Uzay ve gökyüzü, insanlığın başlangıcından bu yana, belki de şu insanoğlunun ilk ve en çok merak ettiği en geniş, en sırlı, muamma dolu, bilinmedik, en geniş sayfası…
Ne hikâyeler, ne mitolojiler, ne masal ve de efsaneler uydurulmuş, kotarılmış onunla ilgili tarih boyunca…
Ve Felsefeler… Ay Altı, Ay Üstü Felekler, Evrenler… Eski Yunan’dan, şu Aristo’dan, şu bizim İslâm filozoflarımız, meşhur dâhîlerimiz Fârâbî, İbn-i Sina ve İbn-i Rüşd’e kadar…
Ve ne bilimler, teoriler geliştirilmiş, astrolojinin yanında, astronomi, fizik, kimya, coğrafya, hem de matematiksel çizimlere, şu formüllere kadar…
Bîrûnî’den Harizmî’ye, ondan Cezerî’ye, Galileo’dan, Kopernik’e, Newton’a, ondan Einstein’a ve şu en son Hawking’e kadar…
Yağmur hep oradan gelmiş, rüzgâr, bulutları oradan sürüklemiş, şimşek hep oradan çakmış, yıldırım oradan düşmüş, gök oradan gürlemiş, yıldızlar her gece hep oradan parlamış ve kaymış, ışık hep oradan gelmiş, güneş hep oradan doğmuş, hep oradan batmış, ay takvimciliğini bizlere hep ama hep oradan yapmış…
Ve dinlerin, özellikle de Semavî Dinler’in en esrarlı alanı olmuş, vahiy meleği hep oradan, şu semadan gelmiş ve oradan gitmiş şu Dinler Tarihi boyunca…
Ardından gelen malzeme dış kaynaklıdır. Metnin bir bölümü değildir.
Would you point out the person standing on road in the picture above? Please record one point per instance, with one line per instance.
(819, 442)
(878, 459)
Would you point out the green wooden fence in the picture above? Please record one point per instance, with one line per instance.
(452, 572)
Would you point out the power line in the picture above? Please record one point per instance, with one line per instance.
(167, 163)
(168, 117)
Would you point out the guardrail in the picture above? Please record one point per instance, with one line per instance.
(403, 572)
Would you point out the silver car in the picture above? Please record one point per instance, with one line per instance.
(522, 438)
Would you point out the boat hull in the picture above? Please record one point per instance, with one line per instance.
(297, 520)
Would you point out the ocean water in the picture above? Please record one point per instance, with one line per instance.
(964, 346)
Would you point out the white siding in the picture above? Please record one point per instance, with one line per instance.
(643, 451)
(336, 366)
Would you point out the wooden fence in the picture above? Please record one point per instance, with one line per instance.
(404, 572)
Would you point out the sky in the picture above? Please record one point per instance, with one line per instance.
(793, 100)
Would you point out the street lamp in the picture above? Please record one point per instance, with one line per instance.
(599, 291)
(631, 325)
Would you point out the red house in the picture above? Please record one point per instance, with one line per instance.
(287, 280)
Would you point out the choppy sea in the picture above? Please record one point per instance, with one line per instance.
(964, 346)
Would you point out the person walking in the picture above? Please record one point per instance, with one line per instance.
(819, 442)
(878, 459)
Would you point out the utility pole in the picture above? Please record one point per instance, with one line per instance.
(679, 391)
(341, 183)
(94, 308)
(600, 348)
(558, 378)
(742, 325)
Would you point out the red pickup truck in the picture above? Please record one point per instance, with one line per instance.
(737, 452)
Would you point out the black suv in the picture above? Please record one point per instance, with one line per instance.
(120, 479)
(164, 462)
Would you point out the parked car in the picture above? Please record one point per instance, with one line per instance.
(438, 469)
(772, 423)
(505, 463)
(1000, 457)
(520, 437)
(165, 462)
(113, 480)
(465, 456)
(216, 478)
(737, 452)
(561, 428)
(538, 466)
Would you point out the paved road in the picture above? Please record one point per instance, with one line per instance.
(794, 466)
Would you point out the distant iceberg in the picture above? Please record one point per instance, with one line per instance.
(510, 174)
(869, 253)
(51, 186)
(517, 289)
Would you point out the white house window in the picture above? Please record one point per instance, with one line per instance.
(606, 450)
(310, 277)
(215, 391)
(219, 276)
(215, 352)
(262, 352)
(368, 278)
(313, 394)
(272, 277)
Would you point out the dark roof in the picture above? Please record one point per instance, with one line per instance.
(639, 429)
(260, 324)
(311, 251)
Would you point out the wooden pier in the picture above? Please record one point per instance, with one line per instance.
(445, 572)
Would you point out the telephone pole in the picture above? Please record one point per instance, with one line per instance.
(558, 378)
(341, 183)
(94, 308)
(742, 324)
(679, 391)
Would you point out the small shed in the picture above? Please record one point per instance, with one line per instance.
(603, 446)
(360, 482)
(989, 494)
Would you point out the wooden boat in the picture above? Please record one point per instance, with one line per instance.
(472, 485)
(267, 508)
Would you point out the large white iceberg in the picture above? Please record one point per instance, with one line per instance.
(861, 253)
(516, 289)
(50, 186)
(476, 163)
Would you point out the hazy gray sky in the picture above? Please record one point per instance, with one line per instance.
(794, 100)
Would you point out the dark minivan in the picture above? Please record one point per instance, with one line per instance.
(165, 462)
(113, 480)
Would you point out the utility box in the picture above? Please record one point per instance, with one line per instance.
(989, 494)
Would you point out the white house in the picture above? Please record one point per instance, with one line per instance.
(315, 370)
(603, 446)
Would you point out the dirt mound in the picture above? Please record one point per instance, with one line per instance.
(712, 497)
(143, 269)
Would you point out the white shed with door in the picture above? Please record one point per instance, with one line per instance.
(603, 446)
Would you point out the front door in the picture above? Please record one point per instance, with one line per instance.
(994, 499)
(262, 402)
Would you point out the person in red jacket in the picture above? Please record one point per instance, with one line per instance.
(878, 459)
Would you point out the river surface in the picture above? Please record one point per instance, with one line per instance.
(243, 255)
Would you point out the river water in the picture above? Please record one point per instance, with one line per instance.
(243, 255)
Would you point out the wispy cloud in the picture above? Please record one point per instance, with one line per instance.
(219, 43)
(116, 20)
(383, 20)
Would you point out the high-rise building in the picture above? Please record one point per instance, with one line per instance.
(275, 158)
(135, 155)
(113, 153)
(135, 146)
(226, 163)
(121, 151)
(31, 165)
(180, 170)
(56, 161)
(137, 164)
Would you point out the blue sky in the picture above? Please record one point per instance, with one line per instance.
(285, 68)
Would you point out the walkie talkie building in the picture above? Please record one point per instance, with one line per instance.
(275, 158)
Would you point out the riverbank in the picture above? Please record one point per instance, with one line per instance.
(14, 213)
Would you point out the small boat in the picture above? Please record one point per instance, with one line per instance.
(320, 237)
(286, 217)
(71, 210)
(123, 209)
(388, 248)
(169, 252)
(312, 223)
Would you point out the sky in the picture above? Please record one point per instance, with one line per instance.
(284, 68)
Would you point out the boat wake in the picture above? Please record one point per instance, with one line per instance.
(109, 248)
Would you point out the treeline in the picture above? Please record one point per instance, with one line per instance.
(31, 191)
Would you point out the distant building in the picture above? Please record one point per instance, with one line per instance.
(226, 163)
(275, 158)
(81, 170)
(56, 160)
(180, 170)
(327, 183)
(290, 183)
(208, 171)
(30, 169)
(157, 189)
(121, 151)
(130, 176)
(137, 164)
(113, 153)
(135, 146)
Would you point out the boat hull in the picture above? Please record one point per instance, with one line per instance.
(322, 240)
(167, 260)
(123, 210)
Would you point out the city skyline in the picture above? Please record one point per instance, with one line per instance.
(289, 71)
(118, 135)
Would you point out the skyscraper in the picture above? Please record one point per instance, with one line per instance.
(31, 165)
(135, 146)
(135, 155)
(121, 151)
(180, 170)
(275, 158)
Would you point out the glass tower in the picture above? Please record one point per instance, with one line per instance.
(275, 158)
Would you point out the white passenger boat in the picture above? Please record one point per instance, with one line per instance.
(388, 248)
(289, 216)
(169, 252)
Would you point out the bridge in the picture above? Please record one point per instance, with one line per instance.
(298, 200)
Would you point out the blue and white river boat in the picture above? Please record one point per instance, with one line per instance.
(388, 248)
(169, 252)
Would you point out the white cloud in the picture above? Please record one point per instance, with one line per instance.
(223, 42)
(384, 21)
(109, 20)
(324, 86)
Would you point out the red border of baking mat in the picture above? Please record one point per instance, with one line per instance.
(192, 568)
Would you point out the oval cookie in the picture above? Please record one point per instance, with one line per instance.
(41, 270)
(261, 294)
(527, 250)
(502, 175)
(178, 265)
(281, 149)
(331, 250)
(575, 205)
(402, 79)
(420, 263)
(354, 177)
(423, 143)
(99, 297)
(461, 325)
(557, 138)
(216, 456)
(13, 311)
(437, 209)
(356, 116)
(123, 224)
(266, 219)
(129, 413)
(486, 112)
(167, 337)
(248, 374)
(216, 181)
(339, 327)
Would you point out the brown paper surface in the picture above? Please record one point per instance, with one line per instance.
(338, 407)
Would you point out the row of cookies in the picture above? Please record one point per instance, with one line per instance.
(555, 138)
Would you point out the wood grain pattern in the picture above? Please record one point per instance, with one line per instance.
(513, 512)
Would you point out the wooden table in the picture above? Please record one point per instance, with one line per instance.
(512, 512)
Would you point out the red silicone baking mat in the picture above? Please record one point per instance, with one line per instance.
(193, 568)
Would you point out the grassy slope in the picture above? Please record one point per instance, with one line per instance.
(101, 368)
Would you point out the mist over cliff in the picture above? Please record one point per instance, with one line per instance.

Ve filmler yapılmış, bilim-kurgu türünden, uzaylı yaratıklar, paralel evrenler, uzak galaksiler, süpernovalar, şu karadelikler sayısınca…
Günümüzde ise, artık Uzay İstasyonları kurulmuş, şu misafirlerini bekleyen…
ABD ile Rusya, hem de Çin tarafından…
Türkiye’miz, ülkemize de bir “cesarettir” gelmiş
Sürpriz bir şekilde “Ben de varım!” demiş
Mahalli Seçimler ise pek yakında…
“55 milyon dolar mı dediniz!”
Parası neyse veririz
Bize çok ama çok lâzım
Ne olur, bizi de alın bu önemli yarışta…
Ne o, seni duyamadım “10 milyon emekli” mi dedin!?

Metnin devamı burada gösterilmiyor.